In der SPD ist Franziska Giffey seit 2007. Auf der politischen Karriereleiter hat sie sich kontinuierlich nach oben gearbeitet. 2020 übernahm sie zusammen mit Raed Saleh den Vorsitz der Berliner SPD. Sie ist Mitglied im Bundesvorstand der SPD und hätte 2019 gerne für den Parteivorsitz kandidiert, zog ihre Ambitionen wegen der Plagiatsvorwürfe aber zurück.

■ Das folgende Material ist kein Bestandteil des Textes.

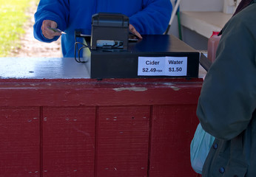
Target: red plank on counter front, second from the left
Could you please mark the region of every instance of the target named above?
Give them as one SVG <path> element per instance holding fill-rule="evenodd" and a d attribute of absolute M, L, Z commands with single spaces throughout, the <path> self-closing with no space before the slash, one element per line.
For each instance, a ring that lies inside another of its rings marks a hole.
<path fill-rule="evenodd" d="M 94 176 L 95 108 L 44 107 L 43 176 Z"/>

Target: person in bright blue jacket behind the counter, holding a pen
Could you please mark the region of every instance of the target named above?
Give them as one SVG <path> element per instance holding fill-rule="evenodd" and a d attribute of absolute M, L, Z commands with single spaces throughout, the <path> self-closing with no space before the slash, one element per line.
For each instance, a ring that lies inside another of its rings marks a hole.
<path fill-rule="evenodd" d="M 129 31 L 141 38 L 163 34 L 172 14 L 169 0 L 41 0 L 35 13 L 34 36 L 38 41 L 53 42 L 61 35 L 49 27 L 66 32 L 61 35 L 64 57 L 74 56 L 75 30 L 91 33 L 95 13 L 122 13 L 129 17 Z"/>

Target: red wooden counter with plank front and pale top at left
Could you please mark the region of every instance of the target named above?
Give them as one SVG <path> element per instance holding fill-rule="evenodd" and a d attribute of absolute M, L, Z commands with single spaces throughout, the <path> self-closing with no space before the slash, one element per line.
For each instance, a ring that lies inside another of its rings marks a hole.
<path fill-rule="evenodd" d="M 196 176 L 202 79 L 92 80 L 70 58 L 0 62 L 1 177 Z"/>

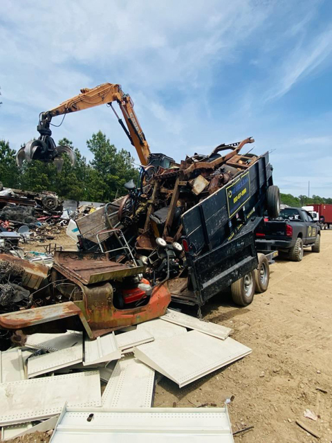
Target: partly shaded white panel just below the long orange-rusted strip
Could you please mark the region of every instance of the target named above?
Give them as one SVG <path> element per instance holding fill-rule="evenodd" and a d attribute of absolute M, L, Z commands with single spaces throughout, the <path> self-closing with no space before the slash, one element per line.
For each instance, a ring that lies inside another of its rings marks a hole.
<path fill-rule="evenodd" d="M 28 335 L 26 346 L 54 352 L 82 343 L 82 332 L 65 332 L 64 334 L 33 334 Z"/>

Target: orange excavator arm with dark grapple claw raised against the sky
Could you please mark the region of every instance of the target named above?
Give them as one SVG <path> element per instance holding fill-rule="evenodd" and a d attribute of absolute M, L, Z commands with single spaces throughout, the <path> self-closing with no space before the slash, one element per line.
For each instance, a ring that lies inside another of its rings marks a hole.
<path fill-rule="evenodd" d="M 118 102 L 122 111 L 124 122 L 119 118 L 112 103 Z M 70 98 L 62 102 L 59 106 L 42 112 L 39 115 L 39 124 L 37 131 L 40 136 L 38 140 L 26 143 L 17 153 L 17 165 L 21 166 L 23 161 L 40 160 L 46 163 L 55 161 L 58 170 L 61 170 L 63 159 L 62 154 L 65 152 L 71 159 L 71 163 L 75 163 L 75 154 L 68 146 L 56 146 L 55 141 L 51 137 L 52 131 L 50 129 L 51 120 L 55 116 L 64 116 L 72 112 L 82 111 L 91 107 L 99 105 L 109 105 L 114 114 L 118 118 L 118 122 L 127 134 L 131 144 L 136 148 L 140 163 L 147 165 L 149 163 L 149 156 L 151 154 L 149 145 L 142 132 L 138 118 L 133 110 L 133 101 L 128 94 L 124 94 L 120 84 L 104 83 L 93 89 L 81 89 L 78 96 Z M 126 126 L 127 125 L 127 126 Z"/>

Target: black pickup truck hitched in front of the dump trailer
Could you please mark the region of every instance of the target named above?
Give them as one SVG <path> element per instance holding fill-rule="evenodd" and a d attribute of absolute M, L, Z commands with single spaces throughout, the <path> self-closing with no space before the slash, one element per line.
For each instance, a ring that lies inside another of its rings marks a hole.
<path fill-rule="evenodd" d="M 277 219 L 264 219 L 256 231 L 256 243 L 261 249 L 277 249 L 300 262 L 303 248 L 320 252 L 320 226 L 306 210 L 284 208 Z"/>

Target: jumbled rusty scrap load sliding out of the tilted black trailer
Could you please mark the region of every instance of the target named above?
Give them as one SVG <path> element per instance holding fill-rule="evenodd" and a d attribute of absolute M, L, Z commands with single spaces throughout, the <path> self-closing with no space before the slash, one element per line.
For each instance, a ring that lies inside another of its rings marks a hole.
<path fill-rule="evenodd" d="M 127 183 L 127 196 L 77 221 L 80 250 L 109 251 L 116 262 L 130 261 L 128 253 L 112 251 L 124 246 L 112 231 L 120 228 L 136 262 L 147 266 L 145 276 L 150 282 L 156 284 L 182 274 L 186 264 L 180 242 L 181 216 L 255 163 L 258 157 L 254 154 L 239 154 L 246 143 L 253 142 L 247 138 L 219 145 L 210 155 L 195 154 L 180 165 L 165 156 L 164 167 L 158 170 L 152 161 L 142 172 L 137 188 Z M 220 154 L 227 150 L 228 154 Z"/>

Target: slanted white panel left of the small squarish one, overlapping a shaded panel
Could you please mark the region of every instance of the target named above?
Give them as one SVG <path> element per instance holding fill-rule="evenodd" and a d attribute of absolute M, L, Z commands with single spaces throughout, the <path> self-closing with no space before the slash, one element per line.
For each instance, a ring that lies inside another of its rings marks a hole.
<path fill-rule="evenodd" d="M 66 368 L 83 360 L 82 341 L 72 347 L 28 359 L 28 378 Z"/>

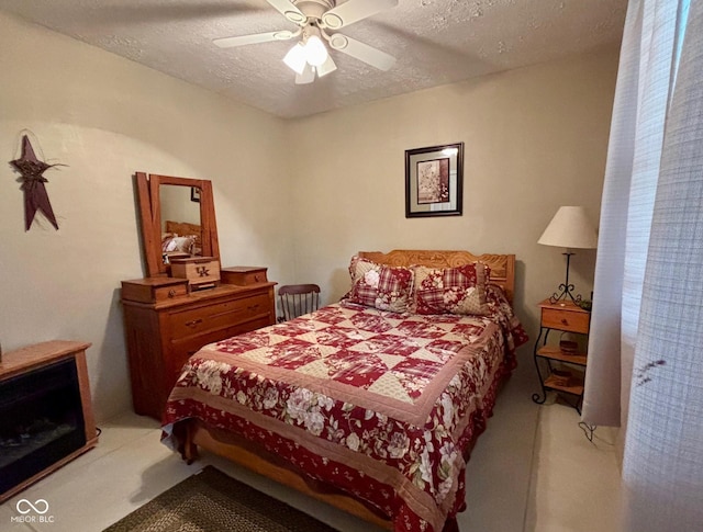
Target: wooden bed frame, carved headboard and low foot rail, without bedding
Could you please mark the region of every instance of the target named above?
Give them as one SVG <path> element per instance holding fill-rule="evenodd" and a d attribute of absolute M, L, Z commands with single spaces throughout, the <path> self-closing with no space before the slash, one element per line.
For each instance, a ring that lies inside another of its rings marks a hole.
<path fill-rule="evenodd" d="M 491 283 L 500 285 L 512 302 L 515 286 L 514 254 L 472 254 L 468 251 L 433 251 L 433 250 L 393 250 L 389 253 L 380 251 L 361 251 L 359 257 L 388 265 L 427 265 L 433 268 L 457 267 L 471 262 L 483 262 L 491 268 Z M 198 457 L 198 448 L 202 448 L 220 456 L 242 465 L 255 473 L 291 487 L 310 497 L 339 508 L 386 530 L 392 530 L 392 522 L 367 507 L 362 501 L 336 490 L 334 487 L 311 484 L 306 476 L 295 472 L 276 460 L 276 456 L 255 450 L 250 444 L 236 441 L 223 434 L 212 433 L 204 423 L 189 419 L 174 428 L 179 441 L 183 460 L 189 464 Z M 473 444 L 473 442 L 472 442 Z M 471 444 L 471 445 L 472 445 Z M 458 532 L 456 519 L 449 519 L 444 531 Z"/>

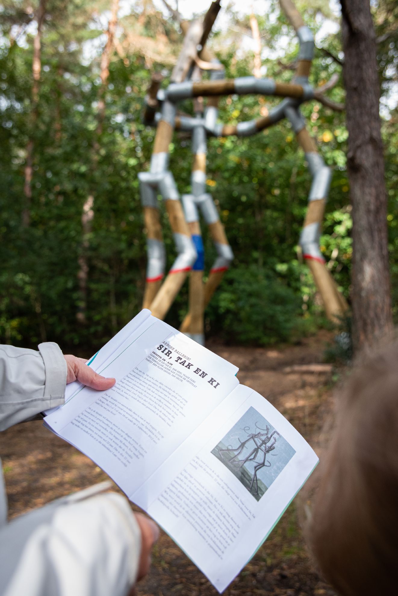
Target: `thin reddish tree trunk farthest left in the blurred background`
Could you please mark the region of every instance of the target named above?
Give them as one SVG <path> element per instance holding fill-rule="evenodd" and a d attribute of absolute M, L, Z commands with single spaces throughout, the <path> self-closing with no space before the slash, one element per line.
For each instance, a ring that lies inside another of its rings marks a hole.
<path fill-rule="evenodd" d="M 30 135 L 33 135 L 33 131 L 38 120 L 38 105 L 39 105 L 39 83 L 40 75 L 42 70 L 41 62 L 41 42 L 42 42 L 42 26 L 45 15 L 46 0 L 40 0 L 38 11 L 36 13 L 36 21 L 38 23 L 38 32 L 33 40 L 33 60 L 32 60 L 32 110 L 30 113 Z M 33 149 L 34 143 L 32 136 L 27 142 L 26 146 L 26 161 L 24 169 L 24 207 L 22 210 L 21 225 L 23 228 L 27 228 L 30 225 L 30 204 L 32 203 L 32 175 L 33 175 Z"/>

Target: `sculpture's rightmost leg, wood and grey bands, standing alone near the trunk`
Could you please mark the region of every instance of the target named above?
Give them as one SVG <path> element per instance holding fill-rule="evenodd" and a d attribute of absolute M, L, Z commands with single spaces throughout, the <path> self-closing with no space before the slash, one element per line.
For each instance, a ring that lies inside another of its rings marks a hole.
<path fill-rule="evenodd" d="M 297 135 L 297 141 L 304 150 L 309 170 L 313 180 L 309 194 L 309 205 L 303 230 L 300 235 L 300 246 L 303 250 L 303 257 L 309 265 L 325 305 L 327 316 L 332 321 L 339 321 L 347 310 L 347 303 L 338 291 L 325 259 L 319 250 L 319 236 L 321 235 L 322 218 L 324 216 L 325 203 L 327 201 L 331 171 L 319 155 L 315 142 L 308 134 L 303 117 L 297 108 L 289 107 L 286 116 L 292 123 Z"/>

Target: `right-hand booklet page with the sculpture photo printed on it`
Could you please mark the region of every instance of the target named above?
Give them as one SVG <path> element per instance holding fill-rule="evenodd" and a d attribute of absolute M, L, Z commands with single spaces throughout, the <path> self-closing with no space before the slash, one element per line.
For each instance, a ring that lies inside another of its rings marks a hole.
<path fill-rule="evenodd" d="M 282 414 L 258 393 L 238 386 L 132 500 L 222 592 L 268 536 L 317 462 Z"/>

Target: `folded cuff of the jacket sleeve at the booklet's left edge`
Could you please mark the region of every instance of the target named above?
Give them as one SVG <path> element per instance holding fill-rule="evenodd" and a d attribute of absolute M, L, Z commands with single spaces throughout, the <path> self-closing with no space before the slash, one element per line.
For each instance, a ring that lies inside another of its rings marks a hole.
<path fill-rule="evenodd" d="M 46 373 L 43 397 L 51 399 L 51 407 L 61 405 L 65 396 L 67 375 L 64 355 L 58 344 L 54 342 L 39 344 L 39 352 L 43 358 Z M 52 400 L 57 400 L 57 403 L 53 403 Z M 60 400 L 62 401 L 60 402 Z"/>

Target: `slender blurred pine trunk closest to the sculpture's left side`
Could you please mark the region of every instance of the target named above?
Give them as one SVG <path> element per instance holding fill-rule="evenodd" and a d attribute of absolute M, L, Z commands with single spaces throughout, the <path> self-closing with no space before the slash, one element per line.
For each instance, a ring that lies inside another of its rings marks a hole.
<path fill-rule="evenodd" d="M 98 151 L 100 148 L 99 137 L 102 134 L 102 126 L 105 118 L 105 92 L 109 76 L 109 64 L 111 61 L 111 53 L 114 45 L 114 34 L 117 23 L 117 11 L 119 10 L 119 0 L 112 0 L 111 5 L 111 18 L 108 23 L 107 30 L 107 43 L 105 44 L 104 51 L 101 54 L 101 86 L 99 88 L 99 101 L 98 101 L 98 113 L 97 113 L 97 129 L 95 131 L 95 139 L 92 146 L 92 170 L 94 171 L 97 167 L 98 162 Z M 79 256 L 79 271 L 77 272 L 77 281 L 79 283 L 79 307 L 77 310 L 76 318 L 82 324 L 87 321 L 87 300 L 88 300 L 88 250 L 89 250 L 89 237 L 92 232 L 92 220 L 94 219 L 94 193 L 91 193 L 82 209 L 82 245 L 80 248 Z"/>

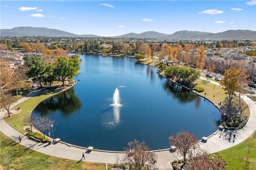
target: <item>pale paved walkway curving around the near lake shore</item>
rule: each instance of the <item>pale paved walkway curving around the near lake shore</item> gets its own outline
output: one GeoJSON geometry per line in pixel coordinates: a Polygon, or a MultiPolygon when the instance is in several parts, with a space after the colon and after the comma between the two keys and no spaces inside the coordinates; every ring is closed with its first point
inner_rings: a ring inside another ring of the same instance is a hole
{"type": "MultiPolygon", "coordinates": [[[[37,91],[31,92],[28,96],[18,100],[15,105],[33,97],[37,91]]],[[[241,130],[232,131],[232,133],[236,133],[236,140],[233,142],[229,141],[228,134],[229,131],[220,134],[220,131],[217,134],[212,135],[207,142],[199,142],[199,145],[202,148],[205,148],[210,153],[217,152],[223,149],[230,148],[238,143],[244,141],[256,130],[256,104],[247,96],[243,96],[244,101],[250,107],[250,118],[245,125],[245,127],[241,130]]],[[[14,130],[11,126],[9,126],[3,119],[3,114],[1,114],[0,120],[0,130],[7,135],[7,137],[11,138],[14,141],[17,141],[19,135],[22,136],[21,133],[14,130]]],[[[203,121],[203,120],[202,120],[203,121]]],[[[198,126],[199,127],[199,126],[198,126]]],[[[82,152],[86,152],[84,161],[87,162],[97,162],[97,163],[116,163],[117,158],[122,160],[124,154],[123,153],[113,153],[113,152],[101,152],[101,151],[91,151],[88,152],[86,149],[77,148],[67,146],[64,143],[54,143],[52,145],[47,145],[43,143],[37,143],[28,139],[27,137],[22,137],[21,145],[28,147],[32,150],[42,152],[47,155],[52,155],[56,157],[66,158],[66,159],[74,159],[80,160],[82,157],[82,152]]],[[[169,150],[167,151],[159,151],[155,152],[158,156],[157,163],[159,169],[171,169],[169,166],[169,162],[180,157],[176,153],[172,153],[169,150]]]]}

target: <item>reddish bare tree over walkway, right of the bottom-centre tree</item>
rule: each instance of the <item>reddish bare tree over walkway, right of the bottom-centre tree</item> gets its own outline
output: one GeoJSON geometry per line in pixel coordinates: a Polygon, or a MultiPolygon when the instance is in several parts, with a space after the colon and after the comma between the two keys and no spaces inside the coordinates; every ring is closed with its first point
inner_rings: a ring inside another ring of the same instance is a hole
{"type": "Polygon", "coordinates": [[[169,137],[172,146],[177,147],[178,152],[183,156],[183,164],[186,164],[186,156],[190,150],[195,150],[197,145],[196,137],[190,132],[178,132],[176,135],[169,137]]]}

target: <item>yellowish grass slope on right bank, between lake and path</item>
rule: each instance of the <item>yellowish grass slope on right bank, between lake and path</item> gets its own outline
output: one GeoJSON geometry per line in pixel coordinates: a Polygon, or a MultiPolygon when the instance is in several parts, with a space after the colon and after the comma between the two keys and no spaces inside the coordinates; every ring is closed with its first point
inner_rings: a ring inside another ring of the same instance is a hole
{"type": "Polygon", "coordinates": [[[197,84],[197,87],[204,88],[203,92],[199,92],[200,95],[204,96],[206,92],[206,98],[211,100],[215,105],[218,106],[218,103],[223,102],[226,98],[226,94],[224,90],[217,86],[216,84],[212,84],[210,82],[206,82],[202,79],[197,79],[194,83],[197,84]],[[213,97],[214,96],[214,97],[213,97]]]}

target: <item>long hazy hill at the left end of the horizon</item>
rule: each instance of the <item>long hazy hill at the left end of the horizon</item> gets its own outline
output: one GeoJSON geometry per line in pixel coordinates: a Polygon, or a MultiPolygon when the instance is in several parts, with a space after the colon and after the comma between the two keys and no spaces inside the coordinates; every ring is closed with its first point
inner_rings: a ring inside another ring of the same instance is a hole
{"type": "Polygon", "coordinates": [[[76,35],[74,33],[49,28],[15,27],[13,29],[1,29],[1,36],[10,37],[98,37],[95,35],[76,35]]]}

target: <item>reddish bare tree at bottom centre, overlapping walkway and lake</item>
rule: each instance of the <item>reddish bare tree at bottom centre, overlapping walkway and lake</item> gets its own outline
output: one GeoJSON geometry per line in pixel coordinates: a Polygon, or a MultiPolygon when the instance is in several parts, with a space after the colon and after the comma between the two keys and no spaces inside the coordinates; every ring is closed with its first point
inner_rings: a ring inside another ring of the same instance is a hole
{"type": "Polygon", "coordinates": [[[156,164],[157,156],[151,152],[145,142],[133,140],[125,148],[127,154],[123,162],[129,165],[131,170],[149,169],[149,166],[156,164]]]}

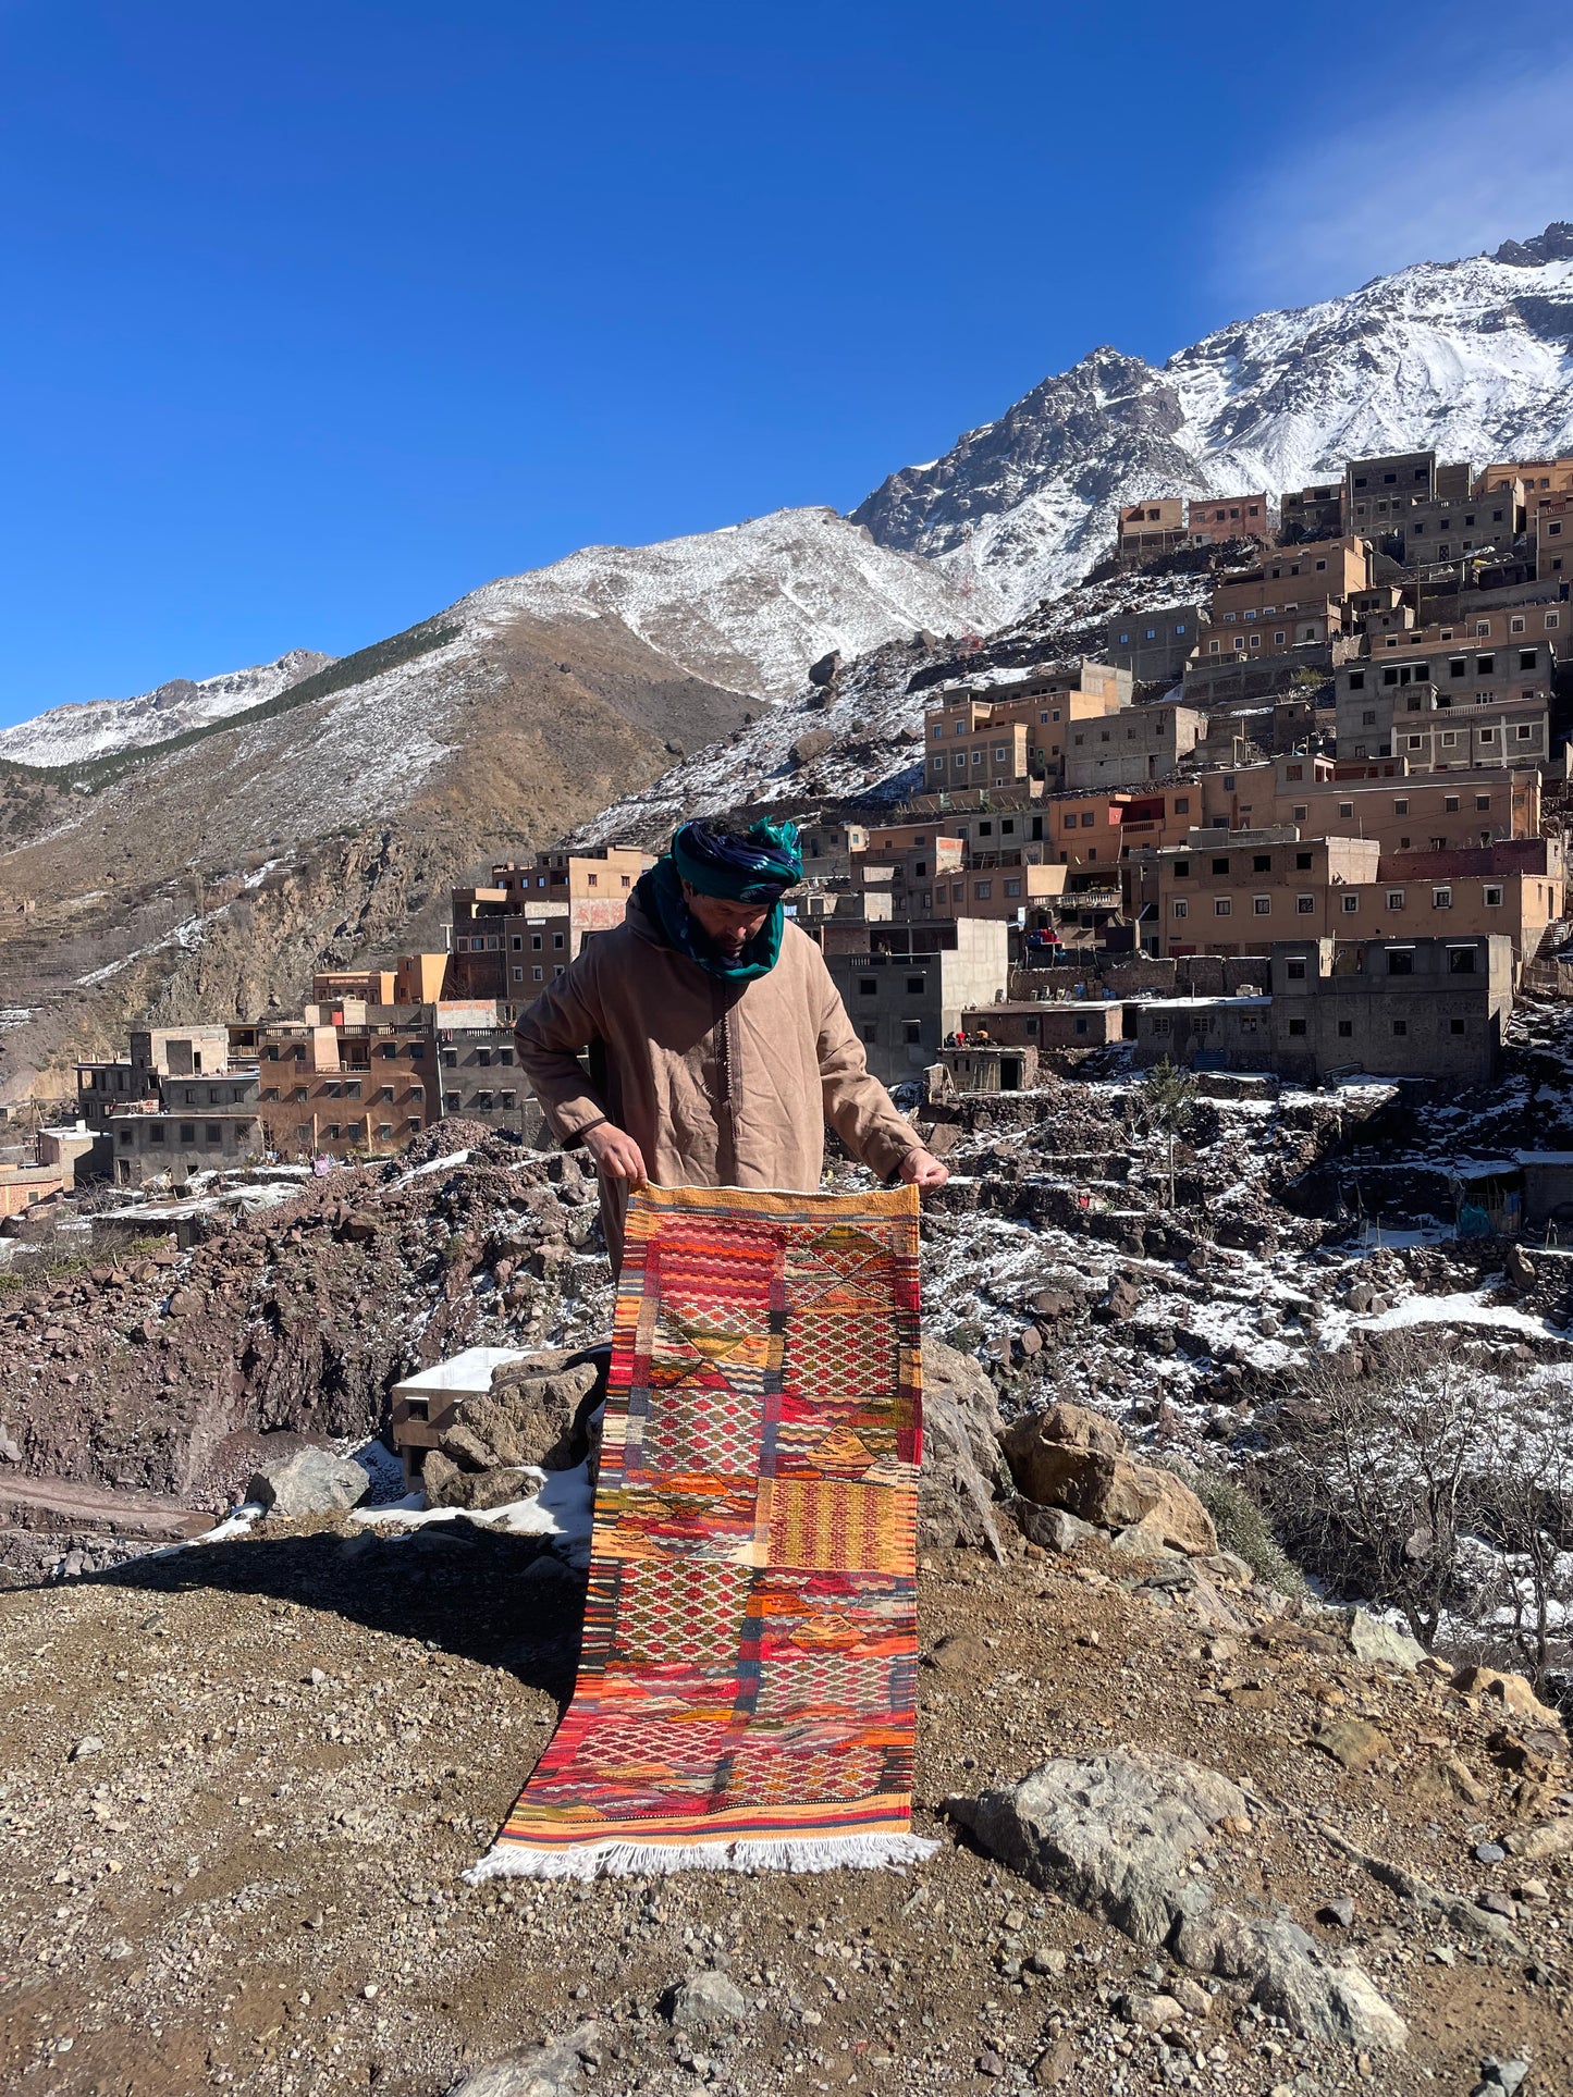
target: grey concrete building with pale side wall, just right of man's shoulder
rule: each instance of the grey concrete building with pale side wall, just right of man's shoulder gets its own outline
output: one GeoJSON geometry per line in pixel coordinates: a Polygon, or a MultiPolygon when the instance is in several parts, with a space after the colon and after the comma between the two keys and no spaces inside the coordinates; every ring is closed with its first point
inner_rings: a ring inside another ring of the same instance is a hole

Betrugsverfahren gegen den Ehemann

Auch im Privatleben lief bei Franziska Giffey einiges anders als geplant. Sie ist seit 2008 verheiratet und hat einen Sohn. Ihr Mann Karsten Giffey, der als Amtsveterinär für das Land Berlin arbeitete, stand 2020 wegen des Verdachts auf "vorsätzlichen und systematischen Betrug", wie es in der Anklageschrift hieß, vor Gericht.

Er hatte während seiner Dienstzeit Vorträge und Seminare gegeben und damit unerlaubt Geld verdient. Nachdem er aus um Entlassung aus dem Beamtenverhältnis gebeten hatte, wurde das Gerichtsverfahren eingestellt, gegen Zahlung von 10.000 Euro Bußgeld und Ersatz des für das Land Berlin entstandenen Schadens.

Für Franziska Giffey, gegen die zu diesem Zeitpunkt bereits Plagiatsvorwürfe existierten, war das ein zusätzlicher Schlag. Gemeinsame Auftritte des Ehepaars, die ohnehin rar waren, weil Giffey Berufs- und Privatleben zu trennen versucht, gibt es seitdem gar nicht mehr. Wenn sie sich mit einem Familienangehörigen zeigt, dann nur mit ihrem Vater. Der ist 67 Jahre alt, sammelt jeden Zeitungsausschnitt über Franziska Giffey und sagte am Wahlabend in Berlin, er sei ihr größter Fan und sehr stolz auf seine Tochter.